中国の王毅外交部長(外相)はこのほどマレーシアでASEANプラス1(中国)外相会議に出席した際、「南中国海の平和と安定を維持するための3つの提案」を打ち出した。(文:蘇暁暉・中国国際問題研究所国際戦略研究部副主任。人民日報海外版コラム「望海楼」掲載)
(1)南中国海地域各国は『南中国海における関係国の行動宣言』の全面的で実効性ある完全な実行、「南中国海における行動規範」協議の加速、「海上リスク管理の予防的措置」の積極的な検討を約束する。
(2)域外国は域内国の上述の努力を支持し、地域情勢の緊張や複雑化を招く行動を取らないことを約束する。
(3)各国は南中国海で有する航行と上空飛行の自由を国際法にのっとり行使し、維持することを約束する。

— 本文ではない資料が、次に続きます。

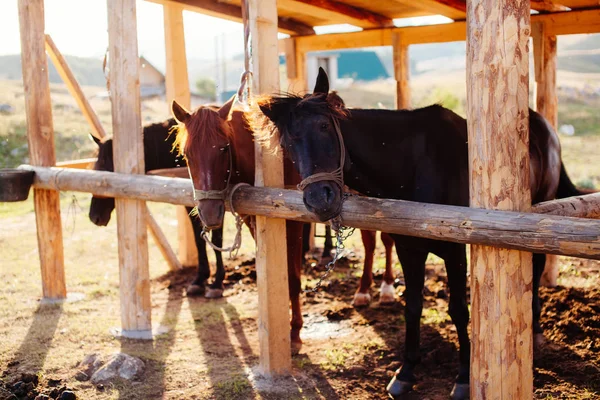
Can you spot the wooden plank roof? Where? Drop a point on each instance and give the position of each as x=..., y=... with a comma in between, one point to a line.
x=299, y=17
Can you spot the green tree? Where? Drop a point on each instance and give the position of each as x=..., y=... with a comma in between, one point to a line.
x=206, y=88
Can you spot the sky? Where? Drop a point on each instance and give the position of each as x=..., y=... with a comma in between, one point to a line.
x=79, y=28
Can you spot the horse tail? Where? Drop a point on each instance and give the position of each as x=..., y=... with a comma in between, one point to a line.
x=566, y=188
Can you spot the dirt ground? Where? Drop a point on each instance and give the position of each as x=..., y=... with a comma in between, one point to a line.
x=211, y=348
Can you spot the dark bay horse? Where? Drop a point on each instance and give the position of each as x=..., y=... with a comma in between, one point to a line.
x=418, y=155
x=158, y=154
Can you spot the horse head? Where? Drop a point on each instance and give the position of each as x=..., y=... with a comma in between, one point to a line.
x=101, y=207
x=308, y=129
x=204, y=138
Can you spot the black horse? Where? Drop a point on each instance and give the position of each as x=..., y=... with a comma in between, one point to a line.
x=158, y=145
x=418, y=155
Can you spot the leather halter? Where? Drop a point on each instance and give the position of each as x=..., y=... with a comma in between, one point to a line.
x=338, y=174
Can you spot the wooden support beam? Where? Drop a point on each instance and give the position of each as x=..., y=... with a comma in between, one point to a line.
x=233, y=12
x=547, y=6
x=69, y=79
x=163, y=244
x=178, y=88
x=498, y=127
x=540, y=233
x=562, y=23
x=352, y=15
x=451, y=10
x=271, y=256
x=544, y=57
x=40, y=139
x=401, y=71
x=128, y=152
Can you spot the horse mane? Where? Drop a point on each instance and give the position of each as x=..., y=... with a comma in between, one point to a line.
x=289, y=106
x=206, y=124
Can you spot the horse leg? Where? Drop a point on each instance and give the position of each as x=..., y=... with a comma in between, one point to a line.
x=539, y=263
x=413, y=266
x=456, y=269
x=294, y=258
x=387, y=292
x=328, y=245
x=215, y=289
x=196, y=288
x=305, y=238
x=362, y=296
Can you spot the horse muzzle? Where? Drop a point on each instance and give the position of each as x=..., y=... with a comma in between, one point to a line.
x=324, y=199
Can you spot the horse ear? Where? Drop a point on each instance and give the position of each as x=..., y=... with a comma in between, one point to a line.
x=273, y=110
x=95, y=139
x=179, y=112
x=225, y=110
x=322, y=85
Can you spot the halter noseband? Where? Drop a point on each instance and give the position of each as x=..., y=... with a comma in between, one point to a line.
x=338, y=174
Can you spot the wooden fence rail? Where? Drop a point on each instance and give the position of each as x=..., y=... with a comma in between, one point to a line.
x=577, y=237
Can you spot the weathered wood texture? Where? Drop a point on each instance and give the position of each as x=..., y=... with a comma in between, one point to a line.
x=40, y=138
x=233, y=12
x=129, y=159
x=578, y=237
x=178, y=88
x=401, y=71
x=353, y=15
x=498, y=125
x=587, y=206
x=69, y=79
x=163, y=244
x=271, y=256
x=544, y=56
x=562, y=23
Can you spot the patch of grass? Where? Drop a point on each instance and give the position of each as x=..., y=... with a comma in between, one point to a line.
x=233, y=388
x=335, y=359
x=433, y=316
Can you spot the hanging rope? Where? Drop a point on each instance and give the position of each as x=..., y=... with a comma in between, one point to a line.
x=244, y=91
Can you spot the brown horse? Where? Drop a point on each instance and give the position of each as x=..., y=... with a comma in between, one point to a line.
x=417, y=155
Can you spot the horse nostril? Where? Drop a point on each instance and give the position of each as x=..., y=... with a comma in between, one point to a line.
x=329, y=196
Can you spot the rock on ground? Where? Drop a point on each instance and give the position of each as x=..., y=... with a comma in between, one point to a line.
x=120, y=365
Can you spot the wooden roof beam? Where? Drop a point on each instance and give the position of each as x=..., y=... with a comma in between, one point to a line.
x=232, y=12
x=364, y=18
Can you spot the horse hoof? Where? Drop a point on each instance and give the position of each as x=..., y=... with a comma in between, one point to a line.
x=296, y=347
x=387, y=293
x=194, y=290
x=460, y=391
x=361, y=299
x=397, y=388
x=213, y=293
x=539, y=340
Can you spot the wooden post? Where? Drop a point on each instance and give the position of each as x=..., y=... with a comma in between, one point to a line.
x=401, y=71
x=129, y=158
x=498, y=124
x=69, y=79
x=178, y=88
x=40, y=138
x=544, y=56
x=271, y=256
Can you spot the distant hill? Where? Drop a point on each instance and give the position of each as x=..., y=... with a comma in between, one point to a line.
x=87, y=71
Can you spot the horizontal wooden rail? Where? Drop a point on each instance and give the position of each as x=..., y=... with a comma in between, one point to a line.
x=577, y=237
x=83, y=163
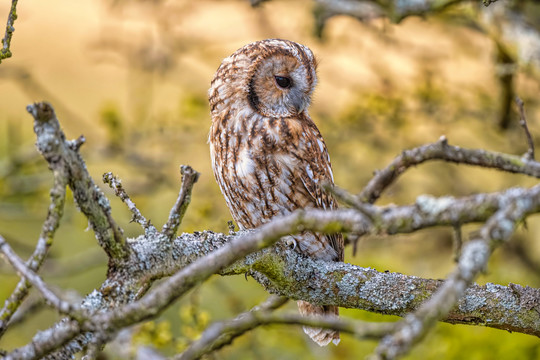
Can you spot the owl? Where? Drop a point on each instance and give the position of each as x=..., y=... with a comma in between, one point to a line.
x=268, y=157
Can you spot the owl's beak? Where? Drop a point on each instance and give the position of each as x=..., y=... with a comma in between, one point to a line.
x=297, y=101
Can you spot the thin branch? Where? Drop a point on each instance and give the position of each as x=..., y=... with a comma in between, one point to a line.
x=441, y=150
x=52, y=144
x=472, y=261
x=529, y=155
x=5, y=52
x=457, y=241
x=289, y=274
x=62, y=306
x=51, y=223
x=116, y=184
x=223, y=333
x=189, y=178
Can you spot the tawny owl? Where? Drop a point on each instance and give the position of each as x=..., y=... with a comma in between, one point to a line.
x=268, y=156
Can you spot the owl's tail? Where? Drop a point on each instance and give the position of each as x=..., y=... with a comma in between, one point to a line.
x=321, y=336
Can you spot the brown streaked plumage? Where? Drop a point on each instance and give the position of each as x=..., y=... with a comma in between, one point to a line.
x=268, y=156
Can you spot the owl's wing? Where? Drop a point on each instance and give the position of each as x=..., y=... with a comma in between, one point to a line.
x=309, y=170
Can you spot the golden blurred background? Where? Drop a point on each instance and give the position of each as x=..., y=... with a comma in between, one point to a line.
x=132, y=77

南中国海問題における政策的立場を中国外相が国際会議の場で系統立てて説明したのはこれが初めてではない。昨年のASEANプラス1(中国)外相会議後の記者会見で、王部長は「デュアル・トラック」で南中国海問題を処理することを提唱した。王部長は今回のASEAN関連会議出席前にシンガポールを訪問し、南中国海問題で中国が「5つの堅持」を遂行することに言及した。
中国外相は南中国海問題についてたびたび発言しているが、決して単純な繰り返しではない。今回打ち出した「3つの提案」は一見シンプルで、これまでの立場を突破するものではないが、その深意は示唆に富む。
第1の提案は地域の安定維持に焦点を合わせている。現在各国は南中国海の平和・安定に一致して懸念を表明しているが、安全上の災いのもとを根本的に取り除くことはできていない。フィリピンなどの国は中国との対話・協議を拒絶する一方で、安全を脅かしていると悪意をもって中国を非難し、安定破壊の罪を中国に押しつけようとしている。